都知事選が盛り上がらないのは、候補者たちがいずれも選挙を盛り上がらせるほどの魅力を持っていない、という現実がある。しかしそれ以上に、選挙民が東日本の大震災にショックを受け、呆然とし、気持ちを内向させていることが最大の理由ではないだろうか。

大自然の猛威を目の当たりにしたことによって、日本国民はいま、投票して代表を選ぶ政治システムというものが空疎に見えてきたのではないか。逆に、自分の将来はだれも助けてくれない、自分で守って行くしかない、そんな思いがこみ上げて来て、政治に自分たちの社会建設を託すという気力がなくなっている。そういうことではないか。

歴史は繰り返す、とはいうものの、日本を取り巻く国際情勢が様変わりしているのだから、あの歴史がそっくり繰り返されるとは思わないけれど、選挙という民主主義の根幹に対する空虚感の蔓延が気にかかる。空虚な気分は、偏ったアジテートに空騒ぎを起こし、ヘンな方向に連れられて行ってしまうもろさを持っていると危惧するからだ。

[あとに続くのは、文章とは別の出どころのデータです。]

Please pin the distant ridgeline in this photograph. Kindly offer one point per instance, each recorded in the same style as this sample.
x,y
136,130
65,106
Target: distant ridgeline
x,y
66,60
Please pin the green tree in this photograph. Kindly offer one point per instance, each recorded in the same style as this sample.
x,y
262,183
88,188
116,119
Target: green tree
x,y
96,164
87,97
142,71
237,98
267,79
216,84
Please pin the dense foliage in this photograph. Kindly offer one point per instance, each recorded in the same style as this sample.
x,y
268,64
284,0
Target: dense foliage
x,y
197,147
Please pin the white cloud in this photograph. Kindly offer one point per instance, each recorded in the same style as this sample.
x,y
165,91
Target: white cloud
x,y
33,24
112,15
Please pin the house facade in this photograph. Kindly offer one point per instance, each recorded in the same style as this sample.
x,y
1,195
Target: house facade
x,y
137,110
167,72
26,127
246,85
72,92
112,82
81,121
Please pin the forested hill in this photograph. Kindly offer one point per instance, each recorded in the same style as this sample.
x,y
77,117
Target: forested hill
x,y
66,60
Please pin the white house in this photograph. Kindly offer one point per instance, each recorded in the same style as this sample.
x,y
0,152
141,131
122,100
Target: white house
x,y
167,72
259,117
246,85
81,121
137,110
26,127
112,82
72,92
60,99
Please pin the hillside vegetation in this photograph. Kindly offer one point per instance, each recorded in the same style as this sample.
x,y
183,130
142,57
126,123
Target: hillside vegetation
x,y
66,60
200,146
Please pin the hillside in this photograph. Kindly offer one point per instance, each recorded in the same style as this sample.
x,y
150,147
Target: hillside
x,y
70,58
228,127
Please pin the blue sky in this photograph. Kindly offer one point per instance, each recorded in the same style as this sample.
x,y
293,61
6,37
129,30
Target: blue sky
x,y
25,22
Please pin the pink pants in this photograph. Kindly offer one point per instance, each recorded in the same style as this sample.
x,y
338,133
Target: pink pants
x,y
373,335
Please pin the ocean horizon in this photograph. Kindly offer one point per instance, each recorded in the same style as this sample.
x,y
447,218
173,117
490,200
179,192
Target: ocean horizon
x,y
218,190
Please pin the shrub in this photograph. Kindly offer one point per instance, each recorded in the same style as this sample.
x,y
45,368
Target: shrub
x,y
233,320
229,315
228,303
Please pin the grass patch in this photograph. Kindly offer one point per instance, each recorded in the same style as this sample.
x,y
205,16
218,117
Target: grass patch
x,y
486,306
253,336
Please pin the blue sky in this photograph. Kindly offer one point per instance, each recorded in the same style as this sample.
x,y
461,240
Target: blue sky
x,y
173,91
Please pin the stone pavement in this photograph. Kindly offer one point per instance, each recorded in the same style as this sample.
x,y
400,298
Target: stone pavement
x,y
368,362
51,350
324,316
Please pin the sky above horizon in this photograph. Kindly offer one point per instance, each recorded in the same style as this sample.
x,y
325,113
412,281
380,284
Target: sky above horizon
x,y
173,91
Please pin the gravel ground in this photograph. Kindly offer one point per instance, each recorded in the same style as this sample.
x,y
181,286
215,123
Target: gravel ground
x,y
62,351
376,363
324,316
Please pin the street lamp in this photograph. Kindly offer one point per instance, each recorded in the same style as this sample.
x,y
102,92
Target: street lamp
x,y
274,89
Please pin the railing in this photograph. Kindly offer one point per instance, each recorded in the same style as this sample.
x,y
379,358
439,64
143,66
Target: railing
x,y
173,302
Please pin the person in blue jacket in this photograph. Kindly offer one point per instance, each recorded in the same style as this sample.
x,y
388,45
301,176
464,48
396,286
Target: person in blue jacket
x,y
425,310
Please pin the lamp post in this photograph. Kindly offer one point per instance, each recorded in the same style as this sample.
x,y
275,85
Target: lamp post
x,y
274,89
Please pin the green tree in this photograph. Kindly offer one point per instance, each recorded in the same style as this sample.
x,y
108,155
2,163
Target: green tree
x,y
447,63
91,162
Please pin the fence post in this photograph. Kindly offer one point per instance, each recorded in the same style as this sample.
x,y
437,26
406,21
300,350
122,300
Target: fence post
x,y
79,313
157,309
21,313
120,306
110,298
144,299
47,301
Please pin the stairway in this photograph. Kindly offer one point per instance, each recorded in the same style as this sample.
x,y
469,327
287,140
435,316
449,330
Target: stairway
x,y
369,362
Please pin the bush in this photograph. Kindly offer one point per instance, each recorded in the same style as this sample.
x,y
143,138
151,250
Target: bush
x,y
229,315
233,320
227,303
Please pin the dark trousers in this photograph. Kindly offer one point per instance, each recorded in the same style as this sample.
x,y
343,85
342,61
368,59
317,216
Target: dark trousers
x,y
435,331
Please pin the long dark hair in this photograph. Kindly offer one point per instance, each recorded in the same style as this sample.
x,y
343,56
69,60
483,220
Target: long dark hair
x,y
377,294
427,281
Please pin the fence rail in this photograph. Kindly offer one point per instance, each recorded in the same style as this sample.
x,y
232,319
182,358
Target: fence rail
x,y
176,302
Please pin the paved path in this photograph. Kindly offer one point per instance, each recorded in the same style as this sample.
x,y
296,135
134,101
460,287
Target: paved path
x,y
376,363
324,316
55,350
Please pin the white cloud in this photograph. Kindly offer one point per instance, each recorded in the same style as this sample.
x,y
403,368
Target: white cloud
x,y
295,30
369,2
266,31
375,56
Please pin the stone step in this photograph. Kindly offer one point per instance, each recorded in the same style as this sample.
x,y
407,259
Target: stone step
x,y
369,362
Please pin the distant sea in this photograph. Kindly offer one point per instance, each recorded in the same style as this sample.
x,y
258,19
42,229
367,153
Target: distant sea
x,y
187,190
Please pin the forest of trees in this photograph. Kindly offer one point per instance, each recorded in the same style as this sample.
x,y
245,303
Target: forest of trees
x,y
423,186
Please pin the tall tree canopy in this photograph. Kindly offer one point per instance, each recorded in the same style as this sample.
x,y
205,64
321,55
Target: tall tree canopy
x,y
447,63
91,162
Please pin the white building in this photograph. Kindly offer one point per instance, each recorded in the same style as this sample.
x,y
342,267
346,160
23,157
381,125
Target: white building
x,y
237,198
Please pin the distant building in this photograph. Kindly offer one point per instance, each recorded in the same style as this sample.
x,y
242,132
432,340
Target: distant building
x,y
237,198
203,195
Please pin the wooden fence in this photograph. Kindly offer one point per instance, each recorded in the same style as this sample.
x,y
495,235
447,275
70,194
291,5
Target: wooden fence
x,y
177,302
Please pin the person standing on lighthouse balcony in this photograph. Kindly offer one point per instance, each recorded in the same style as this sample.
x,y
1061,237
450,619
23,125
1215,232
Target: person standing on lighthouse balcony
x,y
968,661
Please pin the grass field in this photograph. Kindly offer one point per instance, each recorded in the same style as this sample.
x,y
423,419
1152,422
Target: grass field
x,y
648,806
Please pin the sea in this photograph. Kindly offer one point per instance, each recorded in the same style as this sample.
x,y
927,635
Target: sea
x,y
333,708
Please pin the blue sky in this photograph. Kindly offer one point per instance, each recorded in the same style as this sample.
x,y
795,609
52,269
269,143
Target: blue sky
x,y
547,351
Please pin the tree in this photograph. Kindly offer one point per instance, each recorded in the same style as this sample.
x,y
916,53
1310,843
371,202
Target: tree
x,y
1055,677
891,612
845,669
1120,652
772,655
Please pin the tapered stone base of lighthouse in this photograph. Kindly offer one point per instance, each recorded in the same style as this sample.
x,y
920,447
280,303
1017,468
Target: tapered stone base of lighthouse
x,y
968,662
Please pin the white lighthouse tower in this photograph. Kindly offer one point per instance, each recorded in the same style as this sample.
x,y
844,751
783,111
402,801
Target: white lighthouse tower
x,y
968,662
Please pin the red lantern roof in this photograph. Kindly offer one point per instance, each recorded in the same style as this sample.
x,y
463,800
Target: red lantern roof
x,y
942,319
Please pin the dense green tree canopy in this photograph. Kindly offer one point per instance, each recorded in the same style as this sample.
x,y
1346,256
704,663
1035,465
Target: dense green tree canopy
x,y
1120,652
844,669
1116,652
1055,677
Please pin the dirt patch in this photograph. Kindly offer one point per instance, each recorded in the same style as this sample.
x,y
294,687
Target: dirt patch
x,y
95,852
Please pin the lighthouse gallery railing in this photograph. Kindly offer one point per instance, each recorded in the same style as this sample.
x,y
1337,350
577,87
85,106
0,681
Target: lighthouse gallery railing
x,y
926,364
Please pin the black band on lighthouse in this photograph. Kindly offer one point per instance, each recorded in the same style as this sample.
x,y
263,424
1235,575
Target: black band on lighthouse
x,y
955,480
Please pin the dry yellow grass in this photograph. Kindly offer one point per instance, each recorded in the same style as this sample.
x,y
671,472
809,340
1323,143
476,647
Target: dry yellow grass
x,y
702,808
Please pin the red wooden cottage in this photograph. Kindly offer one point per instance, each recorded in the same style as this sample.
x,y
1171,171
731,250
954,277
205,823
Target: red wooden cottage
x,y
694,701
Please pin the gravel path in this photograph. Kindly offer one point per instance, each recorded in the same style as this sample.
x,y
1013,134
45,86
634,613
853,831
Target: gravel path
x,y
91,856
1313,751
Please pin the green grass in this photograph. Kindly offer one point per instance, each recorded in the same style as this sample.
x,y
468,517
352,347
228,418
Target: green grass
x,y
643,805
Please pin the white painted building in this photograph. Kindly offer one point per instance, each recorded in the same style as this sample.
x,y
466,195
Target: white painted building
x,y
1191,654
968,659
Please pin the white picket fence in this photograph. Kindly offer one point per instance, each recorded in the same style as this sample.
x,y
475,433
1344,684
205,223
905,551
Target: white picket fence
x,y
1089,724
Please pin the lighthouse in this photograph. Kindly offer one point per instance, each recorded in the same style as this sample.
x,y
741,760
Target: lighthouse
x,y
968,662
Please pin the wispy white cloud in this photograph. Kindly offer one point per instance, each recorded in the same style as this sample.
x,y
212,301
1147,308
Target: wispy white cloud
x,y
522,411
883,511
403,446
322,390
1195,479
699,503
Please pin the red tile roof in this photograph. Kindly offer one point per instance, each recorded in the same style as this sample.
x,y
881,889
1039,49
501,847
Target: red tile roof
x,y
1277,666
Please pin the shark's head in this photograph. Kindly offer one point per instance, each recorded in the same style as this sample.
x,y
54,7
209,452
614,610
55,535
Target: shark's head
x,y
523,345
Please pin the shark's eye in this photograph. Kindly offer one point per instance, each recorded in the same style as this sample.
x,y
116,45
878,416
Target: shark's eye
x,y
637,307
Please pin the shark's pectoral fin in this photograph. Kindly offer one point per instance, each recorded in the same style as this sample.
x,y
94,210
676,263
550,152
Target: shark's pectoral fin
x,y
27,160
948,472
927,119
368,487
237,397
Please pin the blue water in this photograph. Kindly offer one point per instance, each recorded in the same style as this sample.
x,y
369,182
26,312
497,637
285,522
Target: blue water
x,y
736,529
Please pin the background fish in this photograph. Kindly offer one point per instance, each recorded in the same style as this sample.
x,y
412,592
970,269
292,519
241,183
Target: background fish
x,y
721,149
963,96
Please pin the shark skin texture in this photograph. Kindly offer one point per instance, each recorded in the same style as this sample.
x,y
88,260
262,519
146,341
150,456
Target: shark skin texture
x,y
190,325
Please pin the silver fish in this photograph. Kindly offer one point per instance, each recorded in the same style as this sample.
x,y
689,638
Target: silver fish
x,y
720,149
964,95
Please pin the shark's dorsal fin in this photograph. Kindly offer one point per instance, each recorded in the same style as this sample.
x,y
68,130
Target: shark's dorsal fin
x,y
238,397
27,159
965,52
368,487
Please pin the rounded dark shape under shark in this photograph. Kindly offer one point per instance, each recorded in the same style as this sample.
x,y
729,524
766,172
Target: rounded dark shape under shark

「あの歴史」というのは、関東大震災以後の日本が歩んだ道のことである。震災の復興が癒え切らぬ社会を襲った昭和恐慌、そして軍部の暴走を許し、泥沼の15年戦争へ突進してしまった日本。社会が狂躁して行った契機が関東大震災にあったと仮定すると、慢性的な財政難と長引く不況、就職難など若者の社会不安といった今の時代状況が重なっているようで恐ろしい。

誤った歴史を繰り返さないためには、社会が冷静でなければならない。冷静に、まず被災者の支援に全力を挙げ、復興を新しい社会建設への希望につなげ、ヒステリックに罵倒や責任追及を叫ぶ週刊誌などのメディアに惑わされることなく、地道な歩みを続けて行かなければならない。政治への過度な期待は無意味だが、無関心も危険なことだ。

日々報じられる被災地の悲しくも凛々しいレポートに触れ、少なくとも自分は冷静でありたいと、戒め意識する日々である。それにしても選挙は、いつもこの程度静かであって欲しい。候補者選びなど、ポスター掲示だけで十分できることを、今回の事態で確信した。